Von einer lauten weiblichen Stimme werde ich aus meinen Erinnerungen gerissen. Katy betritt mit ihrem Trainer den Gang. In ihren Händen trägt sie ihre Schlittschuhe. Schon auf den ersten Blick sehe ich, dass ihre Schuhe ein Vermögen gekostet haben müssen. Meine Schlittschuhe sind abgetragen und secondhand, aber gegen nichts auf der Welt würde ich sie eintauschen. Für mich haben sie eine persönliche Geschichte. Egal, ob ich meine Vergangenheit ablegen möchte, meine Schlittschuhe werden immer ein Teil von mir bleiben.

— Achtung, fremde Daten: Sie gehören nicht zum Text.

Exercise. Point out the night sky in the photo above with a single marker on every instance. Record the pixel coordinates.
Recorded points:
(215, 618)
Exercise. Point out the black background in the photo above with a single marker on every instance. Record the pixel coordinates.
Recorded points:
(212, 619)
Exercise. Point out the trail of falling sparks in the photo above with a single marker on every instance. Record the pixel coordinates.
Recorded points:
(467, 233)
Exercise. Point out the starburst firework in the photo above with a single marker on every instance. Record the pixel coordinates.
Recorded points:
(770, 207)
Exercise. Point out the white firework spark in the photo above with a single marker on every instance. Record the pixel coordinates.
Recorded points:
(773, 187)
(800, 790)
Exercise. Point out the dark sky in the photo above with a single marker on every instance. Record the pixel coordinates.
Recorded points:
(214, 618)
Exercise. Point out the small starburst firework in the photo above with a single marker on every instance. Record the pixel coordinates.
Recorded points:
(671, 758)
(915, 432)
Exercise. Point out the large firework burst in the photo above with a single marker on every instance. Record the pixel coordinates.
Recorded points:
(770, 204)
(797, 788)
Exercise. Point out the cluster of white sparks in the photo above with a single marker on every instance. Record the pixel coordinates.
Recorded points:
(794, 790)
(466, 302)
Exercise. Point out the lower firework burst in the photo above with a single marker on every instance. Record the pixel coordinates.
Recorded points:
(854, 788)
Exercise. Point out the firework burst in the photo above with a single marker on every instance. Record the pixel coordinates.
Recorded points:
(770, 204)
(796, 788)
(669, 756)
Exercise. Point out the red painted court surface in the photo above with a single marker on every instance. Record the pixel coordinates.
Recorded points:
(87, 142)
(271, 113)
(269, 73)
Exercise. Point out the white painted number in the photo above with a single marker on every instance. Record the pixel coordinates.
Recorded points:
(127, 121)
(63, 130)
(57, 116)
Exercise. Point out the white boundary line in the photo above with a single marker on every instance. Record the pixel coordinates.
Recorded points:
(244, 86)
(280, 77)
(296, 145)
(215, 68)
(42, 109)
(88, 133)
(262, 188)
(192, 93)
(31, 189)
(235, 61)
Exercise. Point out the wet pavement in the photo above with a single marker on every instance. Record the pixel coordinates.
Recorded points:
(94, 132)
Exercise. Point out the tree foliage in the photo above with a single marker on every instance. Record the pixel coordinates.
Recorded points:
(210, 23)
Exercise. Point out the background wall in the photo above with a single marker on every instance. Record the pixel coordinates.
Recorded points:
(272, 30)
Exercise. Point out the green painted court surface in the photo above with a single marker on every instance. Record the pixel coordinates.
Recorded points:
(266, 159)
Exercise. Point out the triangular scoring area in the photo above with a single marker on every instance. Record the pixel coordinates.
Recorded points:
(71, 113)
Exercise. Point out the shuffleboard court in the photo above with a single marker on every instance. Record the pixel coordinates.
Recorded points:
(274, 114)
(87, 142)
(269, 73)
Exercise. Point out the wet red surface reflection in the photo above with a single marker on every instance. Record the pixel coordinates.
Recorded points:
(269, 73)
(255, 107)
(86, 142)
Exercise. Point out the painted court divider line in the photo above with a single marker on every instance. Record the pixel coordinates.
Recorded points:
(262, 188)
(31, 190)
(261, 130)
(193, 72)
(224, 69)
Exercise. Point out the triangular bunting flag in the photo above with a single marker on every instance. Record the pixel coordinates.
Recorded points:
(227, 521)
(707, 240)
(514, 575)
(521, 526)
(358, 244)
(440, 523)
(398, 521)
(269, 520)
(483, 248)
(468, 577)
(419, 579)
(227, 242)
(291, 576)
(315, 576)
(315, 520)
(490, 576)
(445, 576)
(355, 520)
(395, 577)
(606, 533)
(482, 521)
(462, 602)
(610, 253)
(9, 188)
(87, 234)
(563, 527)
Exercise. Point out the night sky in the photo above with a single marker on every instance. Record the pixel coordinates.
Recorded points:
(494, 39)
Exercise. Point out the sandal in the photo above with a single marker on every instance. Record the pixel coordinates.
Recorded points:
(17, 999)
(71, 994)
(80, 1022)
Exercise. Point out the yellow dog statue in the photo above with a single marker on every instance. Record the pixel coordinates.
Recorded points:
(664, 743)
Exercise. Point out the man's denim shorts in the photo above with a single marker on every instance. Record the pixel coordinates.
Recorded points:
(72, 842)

„Du musst deine Gedanken zusammennehmen!", erwidert ihr Trainer, während Katy sich auf die Bank fallen lässt und die Schoner über die Kufen der Schlittschuhe zieht.
„Meine Gedanken sind beisammen", brummt sie vor sich hin. Aus ihrem Gesicht bläst sie sich einer ihrer blonden Strähnen.
„Wir sehen uns Morgen. Sag deinem Bruder, dass er pünktlich sein soll!" Daraufhin rauscht ihr Trainerin davon. Kurz blicke ich ihm nach. Er setzt Katy unter Druck, ohne es zu wissen. Vielleicht liegt dort ihre Blockade vor dem Sprung. Versagensangst. Viele Läufer begleitet diese und ist der Grund für Scheitern.
„Hör auf zu gaffen!"

Erschrocken zucke ich zusammen, als Katy zu mir blickt. Beinahe wütend funkeln mich ihre blauen Augen an.
„Ich..."
Kurz rollt sie mit den Augen, bevor sie sich ihre Tasche schnappt. „Such dir doch dein eigenes Drama."

Wie auch Lou zuvor, öffnet sie die Tür und verschwindet nach draußen. Von ihrem Verhalten fassungslos, verharre ich für einen Moment in meiner Position. Doch dann versichere ich mir, dass sie nur an irgendwen ihren Frust über den gescheiterten Sprung auslassen musste und ich stand nun mal direkt da. Ich kenne dieses Gefühl zugut, als dass ich es ihr verübeln könnte.

Abermalig schaue ich auf das Eis. Dann verlasse ich die Eishalle. Ich muss noch etwas zum Essen einkaufen und möchte auch noch in Ruhe mein Zimmer einrichten, bevor die anderen Studenten ankommen und das Chaos ausbricht.

Als ich die Eishalle verlassen will, entdecke ich einen Flyer an der Wand hängen. Gesucht wird nach einer Aushilfe im Café der Eishalle. Sie bieten ein vernünftiges Gehalt, in Teilzeit. Von den Schnipseln, mit einer Telefonnummer darauf, ziehe ich mir einen ab und laufe wieder in Richtung des Studentenwohnheims.